Rappelons qu’en mars 2019, le gouvernement avait annoncé en mars 2019 sa suspension en raison d’allégations de nature criminelle. Après enquête, aucune accusation n’avait retenu contre l’homme qui compte bien se défendre.

«J'apprends avec consternation et avec un sentiment profond d'injustice que le gouvernement vient de mandater la Commission de la fonction publique afin qu'elle lui fasse rapport sur ma possible destitution de la direction de la Sûreté du Québec», a déclaré Martin Prud’homme via un communiqué de presse où l’ancien policier tient à remettre les pendules à l’heure. «Le 6 mars 2019, j'ai été suspendu en raison d'un appel téléphonique à Me Annick Murphy, directrice de la Direction des poursuites criminelles et pénales (DPCP), datant du 23 octobre 2017, soit plus de 16 mois après l'événement.

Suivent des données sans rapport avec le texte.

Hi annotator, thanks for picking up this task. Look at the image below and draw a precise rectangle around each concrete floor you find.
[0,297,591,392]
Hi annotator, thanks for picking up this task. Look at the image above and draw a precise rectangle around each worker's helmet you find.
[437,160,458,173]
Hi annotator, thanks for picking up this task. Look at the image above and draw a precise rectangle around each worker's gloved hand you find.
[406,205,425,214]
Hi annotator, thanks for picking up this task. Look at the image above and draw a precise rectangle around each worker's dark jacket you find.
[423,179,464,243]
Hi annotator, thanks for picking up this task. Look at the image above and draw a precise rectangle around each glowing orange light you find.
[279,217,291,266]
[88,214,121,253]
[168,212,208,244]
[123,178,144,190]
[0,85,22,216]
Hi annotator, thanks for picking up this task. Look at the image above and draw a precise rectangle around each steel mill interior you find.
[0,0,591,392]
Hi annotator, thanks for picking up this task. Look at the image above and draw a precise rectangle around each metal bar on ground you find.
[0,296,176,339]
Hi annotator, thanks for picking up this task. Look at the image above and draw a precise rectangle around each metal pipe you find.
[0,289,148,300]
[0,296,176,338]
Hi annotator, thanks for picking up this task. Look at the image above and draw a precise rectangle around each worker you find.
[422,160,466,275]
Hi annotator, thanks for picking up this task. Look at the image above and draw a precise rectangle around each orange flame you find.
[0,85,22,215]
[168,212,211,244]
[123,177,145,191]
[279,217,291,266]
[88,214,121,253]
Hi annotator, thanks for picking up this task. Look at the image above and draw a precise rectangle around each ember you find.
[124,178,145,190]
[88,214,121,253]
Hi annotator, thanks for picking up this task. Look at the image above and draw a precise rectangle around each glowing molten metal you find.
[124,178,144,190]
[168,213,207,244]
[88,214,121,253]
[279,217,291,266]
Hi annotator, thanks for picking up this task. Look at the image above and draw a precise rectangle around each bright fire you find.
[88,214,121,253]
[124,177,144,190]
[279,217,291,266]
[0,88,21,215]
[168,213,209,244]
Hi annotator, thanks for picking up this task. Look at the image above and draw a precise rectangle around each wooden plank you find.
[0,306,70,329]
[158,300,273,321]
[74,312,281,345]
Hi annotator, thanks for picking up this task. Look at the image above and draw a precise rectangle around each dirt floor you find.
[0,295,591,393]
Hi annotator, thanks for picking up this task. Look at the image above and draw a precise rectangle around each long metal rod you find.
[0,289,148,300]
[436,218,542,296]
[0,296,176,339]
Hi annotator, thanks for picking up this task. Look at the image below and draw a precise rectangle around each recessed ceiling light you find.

Après plus d'un an d'enquête, pour un appel téléphonique, j'ai été blanchi de toute infraction de nature criminelle, sans même que les enquêteurs ne m'aient rencontré alors que j'ai offert toute ma collaboration. La véritable intention derrière cette enquête n'était pas l'appel téléphonique, mais plutôt de mener une vaste partie de pêche visant à m'associer aux fuites médiatiques sur la simple présomption que j'avais des liens d'amitié avec Guy Ouellette et des liens familiaux avec l'ex-Commissaire à l'UPAC, Robert Lafrenière», explique-t-il en précisant que «le gouvernement s'apprête à prendre une décision sur la base de faits erronés, incomplets et qui comportent une multitude de raccourcis». «J'entends défendre mes droits et ma réputation devant une instance juste et impartiale puisque j'ai perdu toute confiance dans la capacité du sous-pouvoir politique qui a déjà décidé que ma carrière était terminée», ajoute un Martin Prud’homme qui avait également un message à adresser à tous les policiers du Québec. «Je vous demande de garder la tête haute et de continuer à croire en la justice que vous défendez au quotidien. Bien sûr, une parcelle du système est malade, mais les citoyens ont besoin de votre droiture et de vos valeurs», conclut-il.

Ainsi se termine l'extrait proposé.